Какие именно это должны быть решения, а также как и зачем их необходимо выполнять, он пока не знал, но чувствовал, что жизнь его с появлением в ней Анюты и Зои приобрела вместе с яркими красками и некоторую, так сказать, неопределённость и даже двойственность, чего он, как и любой нормальный мужчина, не любил, предпочитая уверенность в завтрашнем дне и ясность отношений. Опять же что-то нужно было делать с самим собой, так как продолжать зарабатывать деньги за баранкой собственной машины, которая давно и не машина вовсе, а добрый товарищ и даже — будем говорить прямо — любовница (вот бред-то, а?), было просто глупо, а учитывая Анютины возможности, глупо вдвойне.
Может, отправиться в путешествие? — размышлял Егор, лёжа на кровати и закинув руки за голову. Мир посмотреть, себя показать… Когда ещё такая возможность представится? Чтобы безо всяких там виз и прочих хлопот… Например, я никогда не был во Флоренции и в Париже. И в Буэнос-Айресе тоже не был.
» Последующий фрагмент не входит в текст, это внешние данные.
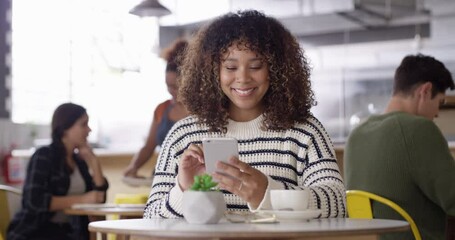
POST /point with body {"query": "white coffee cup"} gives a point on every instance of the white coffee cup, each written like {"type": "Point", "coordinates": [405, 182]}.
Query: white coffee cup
{"type": "Point", "coordinates": [294, 200]}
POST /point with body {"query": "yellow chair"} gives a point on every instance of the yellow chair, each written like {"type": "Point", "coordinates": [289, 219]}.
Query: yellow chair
{"type": "Point", "coordinates": [359, 206]}
{"type": "Point", "coordinates": [10, 202]}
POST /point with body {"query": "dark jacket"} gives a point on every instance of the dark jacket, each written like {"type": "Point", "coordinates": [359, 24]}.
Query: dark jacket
{"type": "Point", "coordinates": [47, 176]}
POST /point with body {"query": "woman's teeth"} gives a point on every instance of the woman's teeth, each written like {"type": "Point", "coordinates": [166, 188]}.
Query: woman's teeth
{"type": "Point", "coordinates": [243, 91]}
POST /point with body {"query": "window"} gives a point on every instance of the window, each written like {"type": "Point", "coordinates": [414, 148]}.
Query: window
{"type": "Point", "coordinates": [90, 52]}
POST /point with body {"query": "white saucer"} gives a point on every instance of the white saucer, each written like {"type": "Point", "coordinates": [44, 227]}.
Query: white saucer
{"type": "Point", "coordinates": [136, 182]}
{"type": "Point", "coordinates": [293, 215]}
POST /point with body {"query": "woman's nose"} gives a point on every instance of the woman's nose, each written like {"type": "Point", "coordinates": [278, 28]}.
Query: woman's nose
{"type": "Point", "coordinates": [242, 75]}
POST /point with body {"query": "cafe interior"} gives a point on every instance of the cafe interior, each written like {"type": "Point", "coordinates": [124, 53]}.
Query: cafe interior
{"type": "Point", "coordinates": [105, 55]}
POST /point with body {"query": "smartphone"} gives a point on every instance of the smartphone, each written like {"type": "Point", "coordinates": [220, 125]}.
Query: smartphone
{"type": "Point", "coordinates": [218, 149]}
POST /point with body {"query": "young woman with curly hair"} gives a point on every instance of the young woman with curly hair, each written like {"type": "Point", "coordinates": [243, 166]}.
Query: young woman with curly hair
{"type": "Point", "coordinates": [245, 76]}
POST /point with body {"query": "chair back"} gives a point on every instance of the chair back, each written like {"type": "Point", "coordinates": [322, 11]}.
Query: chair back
{"type": "Point", "coordinates": [359, 206]}
{"type": "Point", "coordinates": [10, 202]}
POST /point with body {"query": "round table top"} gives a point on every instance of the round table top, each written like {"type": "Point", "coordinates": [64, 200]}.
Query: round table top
{"type": "Point", "coordinates": [126, 210]}
{"type": "Point", "coordinates": [179, 228]}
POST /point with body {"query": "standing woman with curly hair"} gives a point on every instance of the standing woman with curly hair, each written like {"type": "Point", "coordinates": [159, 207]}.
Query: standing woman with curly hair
{"type": "Point", "coordinates": [245, 76]}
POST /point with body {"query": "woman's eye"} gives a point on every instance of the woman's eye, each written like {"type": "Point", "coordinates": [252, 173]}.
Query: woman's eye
{"type": "Point", "coordinates": [230, 68]}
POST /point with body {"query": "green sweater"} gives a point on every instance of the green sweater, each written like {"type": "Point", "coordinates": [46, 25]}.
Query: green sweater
{"type": "Point", "coordinates": [406, 159]}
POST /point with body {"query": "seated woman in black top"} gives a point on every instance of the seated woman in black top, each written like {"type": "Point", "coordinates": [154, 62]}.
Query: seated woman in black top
{"type": "Point", "coordinates": [59, 175]}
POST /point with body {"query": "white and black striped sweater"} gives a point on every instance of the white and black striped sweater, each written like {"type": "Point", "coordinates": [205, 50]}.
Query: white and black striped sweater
{"type": "Point", "coordinates": [302, 156]}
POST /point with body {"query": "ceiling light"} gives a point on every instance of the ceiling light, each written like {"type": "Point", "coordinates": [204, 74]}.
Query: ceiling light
{"type": "Point", "coordinates": [150, 8]}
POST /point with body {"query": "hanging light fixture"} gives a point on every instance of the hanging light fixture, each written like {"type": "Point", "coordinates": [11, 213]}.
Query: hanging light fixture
{"type": "Point", "coordinates": [150, 8]}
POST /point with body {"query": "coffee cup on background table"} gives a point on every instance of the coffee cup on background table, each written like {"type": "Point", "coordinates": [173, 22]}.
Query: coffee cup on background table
{"type": "Point", "coordinates": [289, 199]}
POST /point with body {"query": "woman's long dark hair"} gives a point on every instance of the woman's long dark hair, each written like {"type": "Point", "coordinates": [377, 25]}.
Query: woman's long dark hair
{"type": "Point", "coordinates": [64, 118]}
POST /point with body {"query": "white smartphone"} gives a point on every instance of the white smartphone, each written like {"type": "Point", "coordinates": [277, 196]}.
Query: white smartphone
{"type": "Point", "coordinates": [218, 149]}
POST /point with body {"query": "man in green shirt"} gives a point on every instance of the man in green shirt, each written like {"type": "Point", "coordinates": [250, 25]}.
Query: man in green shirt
{"type": "Point", "coordinates": [402, 155]}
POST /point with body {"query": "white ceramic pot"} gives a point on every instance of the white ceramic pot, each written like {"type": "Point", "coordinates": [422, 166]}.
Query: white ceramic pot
{"type": "Point", "coordinates": [203, 207]}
Дело, правда, это противоправное по всем международным законам и, если, не дай бог, прихватит где-нибудь полиция — так, совершенно случайно и потребует показать документы… Ничего, Анюта выручит. И потом, если потихоньку, незаметно, одним, так сказать, глазком… Ага, потихоньку. Как же! То-то ему последнее время удаётся вести себя потихоньку… Ну просто самый незаметный человек во всей Европе и Америке! Чёрт, магнитом все эти проблемы притягиваются, что ли? Или просто срабатывает некий закон компенсации? То есть, если уж тебе судьба подбросила некое чудодейственное средство в виде чуть ли не волшебной палочки, то, будь добр, и сам пользуйся и про друзей и родных не забывай. А что? Вполне может быть. Но если это верно, и такой закон действительно существует, то, значит, он должен внутренне готовиться к ещё большим сюрпризам, потому как «волшебная палочка» и она же Анюта, судя по всему, совершенствуется не по дням, а по часам, и на что она будет способна завтра, одному Аллаху известно. И с мамой нужно, вероятно, что-то решать. Хотя это как раз самое простое. Захочет — переедет жить к нему. Не захочет — он будет пока приезжать в гости, а там видно будет. Хотя особо гостеприимным этот город назвать нельзя, но, во-первых, все в наше время быстро меняется, а во-вторых, уж больно он красив, этот Львов. Красив и как-то по-особому уютен. Кстати, а где мама?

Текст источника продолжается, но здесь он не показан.